Dry Aged Bourbon Steak
Feast your eyes on this dry-aged bourbon steak recipe. Succulent high-quality dry-aged steak in a sweet and sticky bourbon marinade. You can cook it on the cast iron, grill or even the BBQ. This recipe serves 4 but feel free to double up the ingredients if you have guests. If you want to find out the history of dry ageing, read past our recipe to find out where it all began.
Dry Aged Bourbon Steak
Ribeye Steaks (dry-aged)
Salt and Pepper
4 garlic cloves
1/3 cup of mustard
1 tablespoon of oil
1 tablespoon of brown sugar
⅔ cup of Bourbon Whiskey
Cast iron/ Grill/ BBQ
Sheet Pan with rack
First of all, before you get started, it is important to remember that this recipe involves dry-age steaks. You can make dry-aged steak at home but if doing so, we recommend using a separate fridge dedicated to the dry-ageing process of your meat. This is to avoid cross-contamination of flavours between your dry ageing meat and usual fresh fridge goods.
Dry age your steak for your desired time scale, we suggest a minimum of 21 days to start evoking some really unique flavours from your meat. Our favourite is a 45-day dry-aged steak due to the umami tastes and succulent texture.
If you are looking for a high-quality dry-age refrigerator, the one we use is by Steak Locker who is a dry-ageing expert. Their fridges use SMART technology to monitor the temperature and humidity of the fridge and the steaks to minimise any risks of spoilage that can come with the dry-ageing process.
Season your steaks using salt and pepper. Using a large bowl, mix the crushed garlic and mustard, then place the steaks on a plate and cover with the mixture making sure both sides are covered. Let them stand for 30 minutes to absorb the marinade and flavours.
Heat up a skillet (if that is the method you are going for) using medium-high heat, adding oil to cover the pan. Fry the steaks until golden brown- this usually takes around 5 minutes. Flip the steaks and repeat the process but only for around 2 minutes, then remove the steaks and cover in foil so they remain warm.
Keeping the pan on medium-high heat, stir in the rosemary and bourbon to the existing mustard and garlic sauce. Next, add the brown sugar and sliced lemon simmering the mixture for about 2 minutes.
Finally, finish the steaks with the sticky bourbon mixture and serve.
History of Dry-Ageing
Dry-ageing is a preservation method that dates back as far as the middle ages. Back in those days, it was the only way to stop the meat from spoiling after a few days. Before fridges were introduced in the 1940s, people often used cellars and even caves to store and preserve meat. This is because typically these areas keep a steady cool temperature and humidity- ideal for dry ageing.
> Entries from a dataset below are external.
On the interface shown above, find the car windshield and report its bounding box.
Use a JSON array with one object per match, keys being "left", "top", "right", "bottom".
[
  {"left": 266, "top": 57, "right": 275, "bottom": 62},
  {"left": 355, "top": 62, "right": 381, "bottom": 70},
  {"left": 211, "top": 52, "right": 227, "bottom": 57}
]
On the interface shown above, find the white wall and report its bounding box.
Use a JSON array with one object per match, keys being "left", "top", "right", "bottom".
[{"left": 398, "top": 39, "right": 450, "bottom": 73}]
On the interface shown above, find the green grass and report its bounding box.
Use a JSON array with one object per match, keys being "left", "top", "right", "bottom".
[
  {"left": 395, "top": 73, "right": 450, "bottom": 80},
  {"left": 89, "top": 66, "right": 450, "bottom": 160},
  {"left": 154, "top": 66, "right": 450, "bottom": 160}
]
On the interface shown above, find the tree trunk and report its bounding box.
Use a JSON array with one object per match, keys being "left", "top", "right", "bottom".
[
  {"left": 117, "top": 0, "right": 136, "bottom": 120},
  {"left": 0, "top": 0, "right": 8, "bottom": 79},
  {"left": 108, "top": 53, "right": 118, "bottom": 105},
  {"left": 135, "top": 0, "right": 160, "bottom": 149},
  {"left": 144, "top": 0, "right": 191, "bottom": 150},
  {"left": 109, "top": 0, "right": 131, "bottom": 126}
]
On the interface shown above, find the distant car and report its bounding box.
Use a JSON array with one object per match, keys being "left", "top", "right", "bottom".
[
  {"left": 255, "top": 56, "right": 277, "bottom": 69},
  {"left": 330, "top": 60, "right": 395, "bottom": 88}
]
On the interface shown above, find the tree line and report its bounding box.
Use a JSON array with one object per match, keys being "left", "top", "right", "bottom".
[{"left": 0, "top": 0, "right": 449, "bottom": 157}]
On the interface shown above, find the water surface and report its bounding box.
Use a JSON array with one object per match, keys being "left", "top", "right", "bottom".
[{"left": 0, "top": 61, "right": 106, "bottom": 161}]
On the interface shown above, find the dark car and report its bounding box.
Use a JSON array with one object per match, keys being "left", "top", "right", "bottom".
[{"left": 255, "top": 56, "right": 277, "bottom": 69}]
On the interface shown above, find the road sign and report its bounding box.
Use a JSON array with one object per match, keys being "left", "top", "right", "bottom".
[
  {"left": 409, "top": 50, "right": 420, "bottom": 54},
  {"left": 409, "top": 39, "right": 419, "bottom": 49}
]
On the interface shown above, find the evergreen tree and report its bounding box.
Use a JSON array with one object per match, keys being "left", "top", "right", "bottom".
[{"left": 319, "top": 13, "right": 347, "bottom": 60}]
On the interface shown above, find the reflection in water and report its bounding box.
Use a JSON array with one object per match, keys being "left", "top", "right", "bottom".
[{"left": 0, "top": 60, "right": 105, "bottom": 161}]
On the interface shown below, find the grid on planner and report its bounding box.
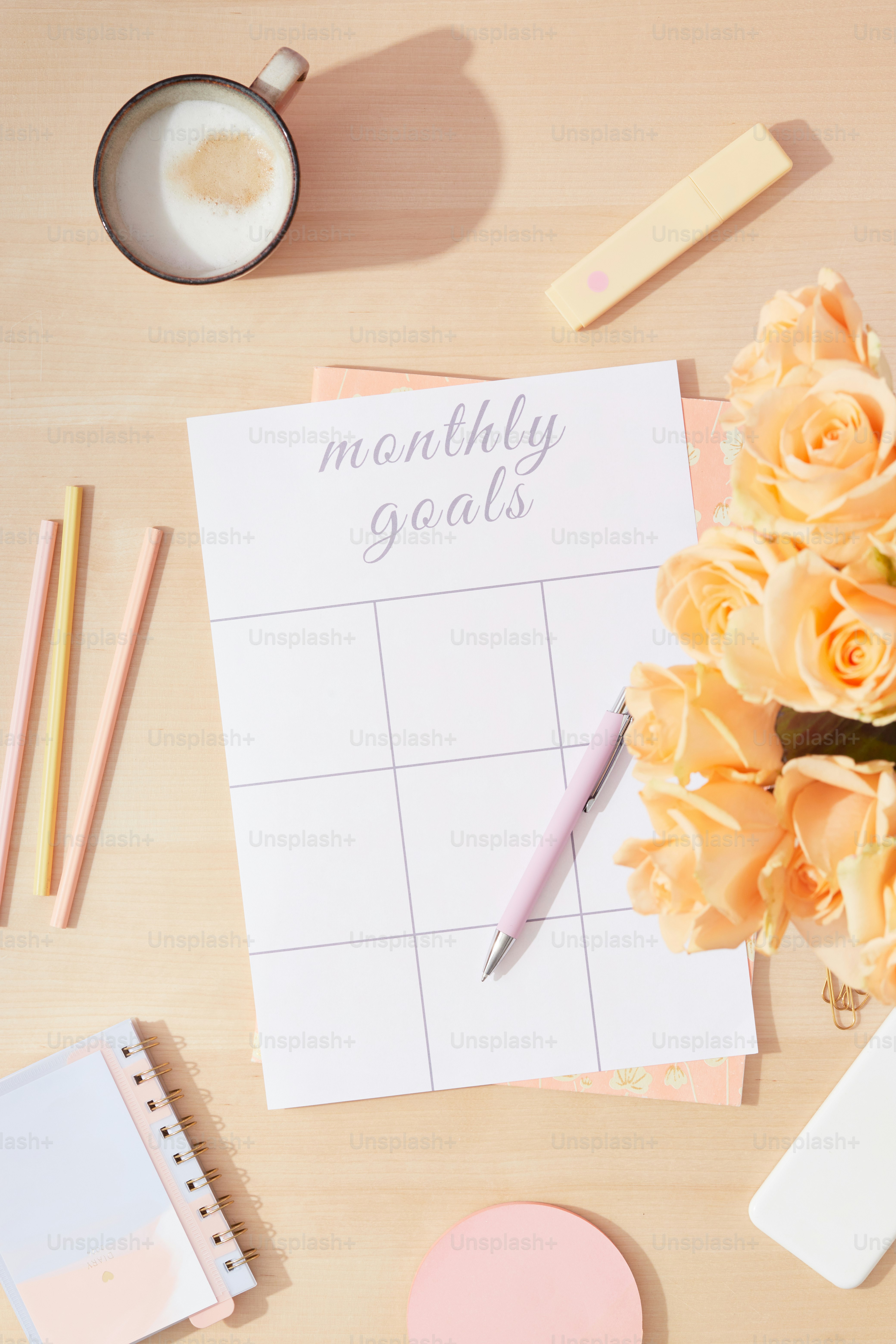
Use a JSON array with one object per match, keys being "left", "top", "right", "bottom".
[
  {"left": 189, "top": 363, "right": 755, "bottom": 1107},
  {"left": 212, "top": 569, "right": 752, "bottom": 1095}
]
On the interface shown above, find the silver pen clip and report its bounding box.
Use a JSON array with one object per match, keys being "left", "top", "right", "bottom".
[{"left": 582, "top": 689, "right": 631, "bottom": 812}]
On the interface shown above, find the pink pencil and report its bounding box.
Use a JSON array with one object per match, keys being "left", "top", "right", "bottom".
[
  {"left": 50, "top": 527, "right": 161, "bottom": 929},
  {"left": 0, "top": 519, "right": 56, "bottom": 900}
]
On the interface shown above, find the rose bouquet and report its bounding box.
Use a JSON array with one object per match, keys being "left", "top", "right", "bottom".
[{"left": 615, "top": 269, "right": 896, "bottom": 1003}]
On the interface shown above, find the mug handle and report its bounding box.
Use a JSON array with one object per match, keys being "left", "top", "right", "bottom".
[{"left": 250, "top": 47, "right": 310, "bottom": 112}]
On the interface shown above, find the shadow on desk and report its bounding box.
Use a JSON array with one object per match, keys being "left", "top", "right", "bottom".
[
  {"left": 560, "top": 1204, "right": 669, "bottom": 1344},
  {"left": 240, "top": 28, "right": 501, "bottom": 284}
]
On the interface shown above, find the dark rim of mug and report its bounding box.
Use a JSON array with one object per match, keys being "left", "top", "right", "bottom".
[{"left": 93, "top": 75, "right": 299, "bottom": 285}]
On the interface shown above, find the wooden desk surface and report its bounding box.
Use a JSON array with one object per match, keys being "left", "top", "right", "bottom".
[{"left": 0, "top": 0, "right": 896, "bottom": 1344}]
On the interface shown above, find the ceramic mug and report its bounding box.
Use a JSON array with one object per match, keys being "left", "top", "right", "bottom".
[{"left": 93, "top": 47, "right": 309, "bottom": 285}]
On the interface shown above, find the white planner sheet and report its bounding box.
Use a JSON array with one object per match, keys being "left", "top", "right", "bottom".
[{"left": 188, "top": 363, "right": 756, "bottom": 1107}]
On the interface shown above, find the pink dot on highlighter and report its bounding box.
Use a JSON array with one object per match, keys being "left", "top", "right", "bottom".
[{"left": 407, "top": 1204, "right": 642, "bottom": 1344}]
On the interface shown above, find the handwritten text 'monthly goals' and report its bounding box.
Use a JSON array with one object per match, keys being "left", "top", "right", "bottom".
[{"left": 318, "top": 392, "right": 566, "bottom": 564}]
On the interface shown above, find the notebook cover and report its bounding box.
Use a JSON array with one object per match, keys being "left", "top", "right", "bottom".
[
  {"left": 312, "top": 366, "right": 754, "bottom": 1106},
  {"left": 0, "top": 1021, "right": 255, "bottom": 1344}
]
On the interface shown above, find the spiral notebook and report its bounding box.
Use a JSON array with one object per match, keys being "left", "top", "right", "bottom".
[{"left": 0, "top": 1021, "right": 255, "bottom": 1344}]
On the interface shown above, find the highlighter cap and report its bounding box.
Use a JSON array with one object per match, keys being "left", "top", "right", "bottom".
[{"left": 689, "top": 121, "right": 793, "bottom": 219}]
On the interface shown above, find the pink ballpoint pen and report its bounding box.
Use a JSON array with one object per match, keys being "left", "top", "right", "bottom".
[{"left": 482, "top": 691, "right": 631, "bottom": 980}]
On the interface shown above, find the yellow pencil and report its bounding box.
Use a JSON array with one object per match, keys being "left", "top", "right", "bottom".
[{"left": 34, "top": 485, "right": 83, "bottom": 897}]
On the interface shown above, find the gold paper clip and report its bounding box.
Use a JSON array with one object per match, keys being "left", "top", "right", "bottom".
[{"left": 821, "top": 970, "right": 871, "bottom": 1031}]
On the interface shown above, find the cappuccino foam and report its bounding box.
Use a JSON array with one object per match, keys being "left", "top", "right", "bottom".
[{"left": 115, "top": 98, "right": 293, "bottom": 277}]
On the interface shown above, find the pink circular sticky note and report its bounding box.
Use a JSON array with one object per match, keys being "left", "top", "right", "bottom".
[{"left": 407, "top": 1204, "right": 642, "bottom": 1344}]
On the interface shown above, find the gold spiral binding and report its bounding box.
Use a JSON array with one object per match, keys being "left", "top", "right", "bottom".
[
  {"left": 187, "top": 1167, "right": 220, "bottom": 1190},
  {"left": 134, "top": 1064, "right": 171, "bottom": 1086},
  {"left": 159, "top": 1116, "right": 196, "bottom": 1138},
  {"left": 146, "top": 1087, "right": 184, "bottom": 1110},
  {"left": 175, "top": 1140, "right": 208, "bottom": 1167},
  {"left": 199, "top": 1195, "right": 234, "bottom": 1218},
  {"left": 224, "top": 1246, "right": 261, "bottom": 1270},
  {"left": 121, "top": 1036, "right": 159, "bottom": 1059}
]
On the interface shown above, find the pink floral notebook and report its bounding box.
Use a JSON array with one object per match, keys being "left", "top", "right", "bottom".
[{"left": 312, "top": 367, "right": 752, "bottom": 1106}]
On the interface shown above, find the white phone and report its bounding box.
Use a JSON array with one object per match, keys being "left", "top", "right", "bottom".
[{"left": 750, "top": 1011, "right": 896, "bottom": 1288}]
The technique of dry ageing is unique because it has the ability to change the flavour and tenderness of beef without the addition of any other herbs, spices or ingredients. However, due to the length of time, it takes to dry-age meat, nowadays wet age is a popular choice for meat suppliers.
Generally, when you purchase grocery store steaks they come in vacuum-sealed plastic, kept fresh by a technique called wet ageing. The downside of this method is that it prevents your meat from tasting as good as it could taste. Wet ageing evokes a more metallic flavour that lacks depth. Dry ageing provides the opportunity to have an intense flavour from your steak with notes of nuttiness and blue cheese.
The debate between which preservation method better continues between foodies. The difference is that dry ageing has centuries of tradition supporting it. Now with the development of technology, fridges allow you to easily dry age steak from the comfort of your own home. One unique brand that has created a whole fridge range dedicated to the dry-ageing process is Steak Locker. Their fridges use the world’s first smart technology to precisely age your meat by monitoring the temperature and humidity levels to ensure you achieve the best results.
We hope this F and B recipes article has helped give you an insight into the endless possibilities of dry ageing. We love this bourbon steak recipe and can’t wait for you to try it and see how amazing it is. The question is, will you be trying dry-aged meat or stick to wet aged?